Originally set up as a pilot in 2015—with funding from the Police and Crime Commissioner, Julia Mulligan’s Community Fund—the group is in the process of gathering views of a diverse range of 4,000 of their peers by February 2018.
They are running workshops and outreach stands across the county, actively listening to young people’s views and solutions for six key topics that they feel passionate about, these include:
- Mental Health and Vulnerable Young People
- Abusive Relationships
- Hate Crime
- The Relationship between Young People, Police and Authorities
- Drug and Alcohol Abuse
- Missing Young People and Exploitation
Earlier this week, the Youth Commission Interim Conference took place, kindly hosted by Harrogate Grammar School, where the findings so far were presented to the Commissioner alongside key members of the police.

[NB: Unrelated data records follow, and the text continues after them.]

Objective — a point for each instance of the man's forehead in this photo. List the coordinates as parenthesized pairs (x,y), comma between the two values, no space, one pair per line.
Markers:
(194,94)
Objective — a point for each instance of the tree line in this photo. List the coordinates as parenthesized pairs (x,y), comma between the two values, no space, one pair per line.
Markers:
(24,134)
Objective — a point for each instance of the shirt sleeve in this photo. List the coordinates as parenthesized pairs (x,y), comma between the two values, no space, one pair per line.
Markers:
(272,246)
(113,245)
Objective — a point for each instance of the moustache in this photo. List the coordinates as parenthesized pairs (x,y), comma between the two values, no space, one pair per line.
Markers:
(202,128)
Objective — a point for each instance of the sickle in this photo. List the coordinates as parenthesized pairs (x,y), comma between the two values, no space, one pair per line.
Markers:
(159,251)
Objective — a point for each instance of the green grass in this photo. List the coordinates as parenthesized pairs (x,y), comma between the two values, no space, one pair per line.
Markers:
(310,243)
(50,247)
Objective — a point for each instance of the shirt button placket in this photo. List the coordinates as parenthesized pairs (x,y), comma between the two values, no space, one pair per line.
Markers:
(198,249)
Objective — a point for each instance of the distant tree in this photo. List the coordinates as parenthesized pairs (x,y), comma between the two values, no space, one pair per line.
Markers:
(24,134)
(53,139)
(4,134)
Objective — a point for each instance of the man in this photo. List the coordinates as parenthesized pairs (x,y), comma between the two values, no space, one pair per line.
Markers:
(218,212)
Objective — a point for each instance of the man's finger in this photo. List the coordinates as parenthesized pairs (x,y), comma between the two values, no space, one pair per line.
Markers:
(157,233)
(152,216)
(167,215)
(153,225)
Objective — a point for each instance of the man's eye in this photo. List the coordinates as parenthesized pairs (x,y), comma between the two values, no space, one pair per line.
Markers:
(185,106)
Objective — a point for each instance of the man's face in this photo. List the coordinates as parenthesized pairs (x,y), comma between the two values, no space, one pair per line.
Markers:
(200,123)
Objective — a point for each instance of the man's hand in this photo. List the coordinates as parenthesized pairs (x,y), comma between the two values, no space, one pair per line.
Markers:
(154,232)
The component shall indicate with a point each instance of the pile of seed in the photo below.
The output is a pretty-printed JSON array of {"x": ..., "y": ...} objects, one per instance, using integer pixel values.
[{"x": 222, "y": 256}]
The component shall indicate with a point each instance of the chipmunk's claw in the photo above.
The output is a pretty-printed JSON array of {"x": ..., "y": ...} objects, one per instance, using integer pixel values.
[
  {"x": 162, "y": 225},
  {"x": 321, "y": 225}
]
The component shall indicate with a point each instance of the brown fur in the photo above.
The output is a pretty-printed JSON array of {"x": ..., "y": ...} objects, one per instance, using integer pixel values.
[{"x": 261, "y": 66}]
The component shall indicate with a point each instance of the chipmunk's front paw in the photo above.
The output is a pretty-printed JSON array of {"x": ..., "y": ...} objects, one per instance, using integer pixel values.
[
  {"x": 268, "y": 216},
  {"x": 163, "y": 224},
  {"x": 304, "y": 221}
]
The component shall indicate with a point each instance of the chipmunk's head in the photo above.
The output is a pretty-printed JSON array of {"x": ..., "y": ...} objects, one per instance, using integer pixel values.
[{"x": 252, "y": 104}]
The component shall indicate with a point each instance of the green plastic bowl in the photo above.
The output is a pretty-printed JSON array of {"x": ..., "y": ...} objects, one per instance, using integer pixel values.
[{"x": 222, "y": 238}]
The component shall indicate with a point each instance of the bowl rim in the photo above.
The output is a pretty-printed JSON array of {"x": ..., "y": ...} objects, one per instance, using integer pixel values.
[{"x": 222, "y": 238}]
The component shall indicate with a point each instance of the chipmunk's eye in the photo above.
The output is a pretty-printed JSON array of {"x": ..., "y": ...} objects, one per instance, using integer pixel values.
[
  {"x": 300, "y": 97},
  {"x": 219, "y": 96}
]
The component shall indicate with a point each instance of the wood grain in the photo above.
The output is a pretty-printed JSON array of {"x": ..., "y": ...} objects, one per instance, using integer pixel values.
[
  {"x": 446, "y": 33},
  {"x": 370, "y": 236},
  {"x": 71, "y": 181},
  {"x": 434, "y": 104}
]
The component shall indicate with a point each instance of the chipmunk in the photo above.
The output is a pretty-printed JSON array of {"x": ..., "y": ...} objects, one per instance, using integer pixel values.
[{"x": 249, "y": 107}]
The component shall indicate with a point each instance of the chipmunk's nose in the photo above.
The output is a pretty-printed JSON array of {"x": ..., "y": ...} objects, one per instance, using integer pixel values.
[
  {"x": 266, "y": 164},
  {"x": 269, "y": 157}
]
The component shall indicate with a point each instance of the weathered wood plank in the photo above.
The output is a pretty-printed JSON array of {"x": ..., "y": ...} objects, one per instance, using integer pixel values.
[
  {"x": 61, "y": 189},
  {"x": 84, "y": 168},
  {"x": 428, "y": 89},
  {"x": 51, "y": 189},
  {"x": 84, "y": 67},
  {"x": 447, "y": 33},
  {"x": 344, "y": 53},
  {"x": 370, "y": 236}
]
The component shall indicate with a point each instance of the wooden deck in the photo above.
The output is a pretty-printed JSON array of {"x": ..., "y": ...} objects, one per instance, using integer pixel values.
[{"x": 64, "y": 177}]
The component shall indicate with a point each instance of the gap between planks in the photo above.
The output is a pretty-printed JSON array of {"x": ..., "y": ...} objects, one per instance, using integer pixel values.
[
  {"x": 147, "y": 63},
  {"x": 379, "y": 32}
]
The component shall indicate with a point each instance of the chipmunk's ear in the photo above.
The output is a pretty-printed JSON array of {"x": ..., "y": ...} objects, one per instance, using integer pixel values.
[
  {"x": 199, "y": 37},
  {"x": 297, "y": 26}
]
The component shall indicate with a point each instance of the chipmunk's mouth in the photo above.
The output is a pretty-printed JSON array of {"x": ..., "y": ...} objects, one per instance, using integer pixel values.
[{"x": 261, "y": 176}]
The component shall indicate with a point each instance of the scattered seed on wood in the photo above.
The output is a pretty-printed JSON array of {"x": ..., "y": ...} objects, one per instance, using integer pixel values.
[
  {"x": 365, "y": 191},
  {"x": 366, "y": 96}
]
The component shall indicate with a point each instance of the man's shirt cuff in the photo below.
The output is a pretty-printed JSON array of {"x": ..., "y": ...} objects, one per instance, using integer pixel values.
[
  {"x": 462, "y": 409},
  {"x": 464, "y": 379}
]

The eldest member of the group, 25-year-old Samantha Burns from York, feels passionately about improving the relationship between young people and the police. She said: “Young people genuinely do want to make improvements in the relationship with themselves and the police but are rarely given a platform to try and test new ideas.
“The Youth Commission can help police to listen more and understand young people, and together, moving forward they can create those positive relationships.”
The research, although still ongoing, has already contributed to changes in the way ‘Stop and Search’ is carried out, after Youth Commission members met with NYP officers and suggested improvements to the Stop and Search record form.
Samantha added: “It’s not about the actual procedures, it’s about understanding cultures, attitudes and language and it’s about having those positive interactions.
“Policing and crime is a delicate topic and it can be quite challenging to get people to open up about it, but actually, what the Youth Commission shows, is that if you give young people that space and that time to feel comfortable about these topics, they really open up and provide some fantastic innovative solutions on how to improve policing in the future.”
A Youth Commission member from York, who has had first-hand experiences with the police, wants to see improvements in the way the force deals with missing young people. He said: “I’ve had a few bad experiences with the police while I was missing. It’s a key subject that I want to promote because I think there should be more training to do with how the police deal with missing young people.
“I have spoken to a few police officers who agree that there should be more training in how to deal with young people, and I feel that’s very positive because they are now recognising what they need to do and how to approach young people.”
The Youth Commission reports back to the Police and Crime Commissioner, who congratulated them on their hard work at the event on Monday. Julia said: “When I met the Youth Commission members, I was inspired by their enthusiasm and the work they’ve done. It’s invaluable and allows us to look through the eyes of young people to gain a better understanding of their concerns and how they feel the police could help and support them.
“I was equally interested to hear the specific findings from the Youth Commission, but the important bit is what happens next. We now need to see how this important feedback changes how the police interact and engage with young people in North Yorkshire, hopefully improving the relationship and being more responsive to the issues the Youth Commission highlighted.”
The next Youth Commission conference will be held in 2018 where the members will present results and recommendations from 4,000 views. From this they will continue to work with North Yorkshire Police to actively develop recommendations for change.
The project is being delivered by social enterprise ‘Leaders Unlocked’, who help organisations to engage effectively with young people.